A combination limiting reagent problem with a heat reaction problem.
2H2 + O2 ==> 2H2O
First let's determine the limiting reagent and the amount of H2O vapor formed.
mols H2 = g/molar mass = 4.02/2.01 = 2 mols.
mols O2 = 25/16 = 1.56
Now convert mols of each to mols H2O produced. For H2, it is
2.0 mols H2 x (2 mols H2O/2 mol H2) = 2 mols H2O vapor.
For O2 it is
1.56 mols O2 x (2 mols H2O/1 mol O2) = 3.12 mols H2O produced.
These answers are not the same; obviously one of them must be wrong. In limiting reagent problems the correct answer is ALWAYS the smaller value and the reagent producing that value is the limiting reagent. So H2 is the limiting reagent and we will produce 2 mols H2.
Since the heat formation for H2O is 242 kJ/mol and we have two mols, the heat reaction will be 242 x 2 kJ.
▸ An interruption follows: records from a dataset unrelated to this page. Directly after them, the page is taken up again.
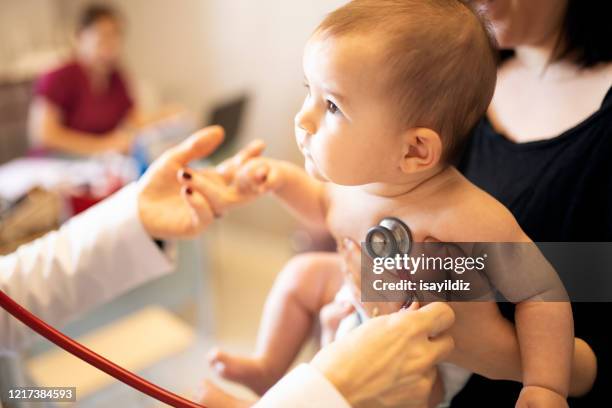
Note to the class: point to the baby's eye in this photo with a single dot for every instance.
(331, 107)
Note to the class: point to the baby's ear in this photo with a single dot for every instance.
(421, 150)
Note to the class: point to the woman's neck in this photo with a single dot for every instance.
(542, 58)
(98, 74)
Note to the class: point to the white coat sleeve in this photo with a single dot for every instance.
(92, 258)
(303, 387)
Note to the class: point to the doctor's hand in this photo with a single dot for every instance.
(222, 184)
(390, 359)
(167, 209)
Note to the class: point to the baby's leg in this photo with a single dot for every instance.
(303, 287)
(486, 343)
(214, 397)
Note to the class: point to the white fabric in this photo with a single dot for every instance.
(303, 387)
(453, 377)
(91, 259)
(99, 255)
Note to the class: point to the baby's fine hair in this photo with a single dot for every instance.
(439, 58)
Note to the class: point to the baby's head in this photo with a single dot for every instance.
(394, 88)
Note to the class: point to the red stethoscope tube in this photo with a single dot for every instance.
(91, 357)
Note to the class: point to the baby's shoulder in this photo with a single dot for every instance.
(473, 215)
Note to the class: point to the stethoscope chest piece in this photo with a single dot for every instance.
(390, 237)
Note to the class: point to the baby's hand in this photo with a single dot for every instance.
(218, 186)
(259, 175)
(539, 397)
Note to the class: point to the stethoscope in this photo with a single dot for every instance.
(388, 238)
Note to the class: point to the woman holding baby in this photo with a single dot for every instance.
(544, 150)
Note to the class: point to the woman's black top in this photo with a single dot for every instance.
(559, 190)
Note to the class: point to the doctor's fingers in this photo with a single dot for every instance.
(436, 318)
(219, 196)
(201, 212)
(258, 176)
(199, 145)
(230, 166)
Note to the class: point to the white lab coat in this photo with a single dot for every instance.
(97, 256)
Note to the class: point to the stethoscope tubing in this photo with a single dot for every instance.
(77, 349)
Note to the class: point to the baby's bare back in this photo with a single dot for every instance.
(452, 211)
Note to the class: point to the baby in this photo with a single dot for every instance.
(394, 89)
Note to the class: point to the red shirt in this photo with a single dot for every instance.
(69, 88)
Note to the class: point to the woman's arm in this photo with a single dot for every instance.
(46, 128)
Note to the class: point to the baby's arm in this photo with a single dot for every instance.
(544, 322)
(517, 269)
(543, 316)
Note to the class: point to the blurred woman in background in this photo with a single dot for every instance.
(85, 106)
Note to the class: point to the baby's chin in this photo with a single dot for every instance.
(313, 171)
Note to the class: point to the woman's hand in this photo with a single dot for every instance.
(540, 397)
(390, 358)
(166, 209)
(237, 180)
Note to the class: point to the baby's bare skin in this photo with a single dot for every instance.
(364, 165)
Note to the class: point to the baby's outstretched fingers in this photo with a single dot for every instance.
(257, 176)
(229, 167)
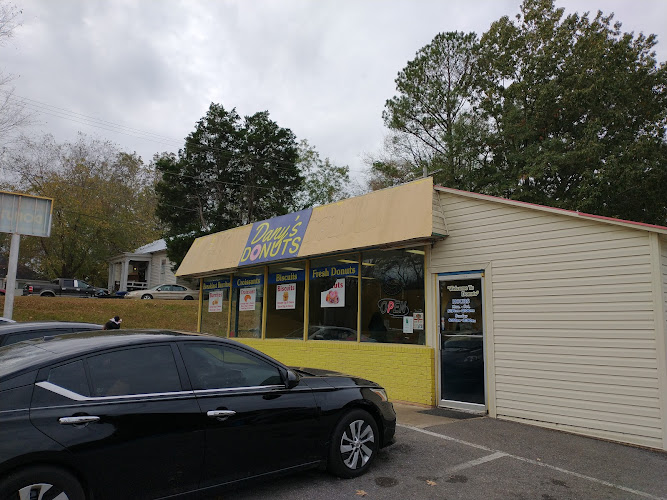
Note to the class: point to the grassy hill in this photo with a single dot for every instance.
(170, 314)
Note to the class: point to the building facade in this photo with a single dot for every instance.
(146, 267)
(459, 300)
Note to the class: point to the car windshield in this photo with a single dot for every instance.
(18, 356)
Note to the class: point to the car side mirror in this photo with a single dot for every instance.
(292, 379)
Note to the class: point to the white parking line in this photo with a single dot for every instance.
(499, 454)
(472, 463)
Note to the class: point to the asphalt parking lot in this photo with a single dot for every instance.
(446, 455)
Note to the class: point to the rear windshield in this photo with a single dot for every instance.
(15, 357)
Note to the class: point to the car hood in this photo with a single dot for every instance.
(332, 378)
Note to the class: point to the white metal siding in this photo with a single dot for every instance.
(574, 343)
(156, 262)
(663, 267)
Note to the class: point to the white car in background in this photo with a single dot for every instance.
(175, 292)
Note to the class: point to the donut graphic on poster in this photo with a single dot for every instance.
(334, 296)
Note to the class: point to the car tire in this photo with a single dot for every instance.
(354, 444)
(34, 482)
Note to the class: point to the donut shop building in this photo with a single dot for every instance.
(457, 300)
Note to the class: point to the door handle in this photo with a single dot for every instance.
(78, 420)
(220, 414)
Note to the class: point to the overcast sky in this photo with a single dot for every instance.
(323, 68)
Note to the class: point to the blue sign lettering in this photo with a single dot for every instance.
(277, 238)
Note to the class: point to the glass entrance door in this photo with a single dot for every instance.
(462, 342)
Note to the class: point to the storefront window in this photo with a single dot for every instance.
(285, 301)
(215, 308)
(334, 298)
(392, 295)
(247, 299)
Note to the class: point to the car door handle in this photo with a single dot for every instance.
(220, 414)
(78, 420)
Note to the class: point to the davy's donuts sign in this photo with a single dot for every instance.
(275, 239)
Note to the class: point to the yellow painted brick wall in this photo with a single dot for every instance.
(407, 372)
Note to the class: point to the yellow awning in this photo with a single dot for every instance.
(390, 216)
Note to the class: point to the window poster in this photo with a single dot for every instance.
(215, 301)
(247, 298)
(286, 296)
(334, 296)
(418, 320)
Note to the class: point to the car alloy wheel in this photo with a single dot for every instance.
(355, 444)
(38, 491)
(39, 483)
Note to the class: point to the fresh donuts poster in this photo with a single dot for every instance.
(215, 301)
(286, 296)
(334, 296)
(247, 298)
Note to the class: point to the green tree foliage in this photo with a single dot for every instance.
(232, 171)
(561, 110)
(434, 109)
(579, 111)
(103, 204)
(323, 183)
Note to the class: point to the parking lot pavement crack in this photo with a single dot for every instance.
(499, 454)
(473, 463)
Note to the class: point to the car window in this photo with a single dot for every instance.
(221, 367)
(71, 376)
(142, 370)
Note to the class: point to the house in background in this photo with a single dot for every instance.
(146, 267)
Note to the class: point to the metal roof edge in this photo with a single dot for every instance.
(561, 211)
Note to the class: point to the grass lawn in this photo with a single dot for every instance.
(169, 314)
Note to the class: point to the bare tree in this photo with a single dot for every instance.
(13, 114)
If 4.02g of hydrogen and 25.0g of oxygen (at standard conditions) are reacted to form water vapor, what quantity of heat is evolved from this reaction given that standard enthalpy of formation of H2O is -242kJ/mol?
3 answers
Thank you Dr. Bob. Could you explain why you used double the molecular weight for hydrogen and not for oxygen? I thought that since both are diatomic that I would double it for both molecules.
Kay, I screwed up. Too much of a hurry I guess. You are absolutely correct. mols O2 = 25/32 = 0.781
That may change the limiting reagent so you need to go through the problem with that correction. Thanks for bringing this to my attention.
That may change the limiting reagent so you need to go through the problem with that correction. Thanks for bringing this to my attention.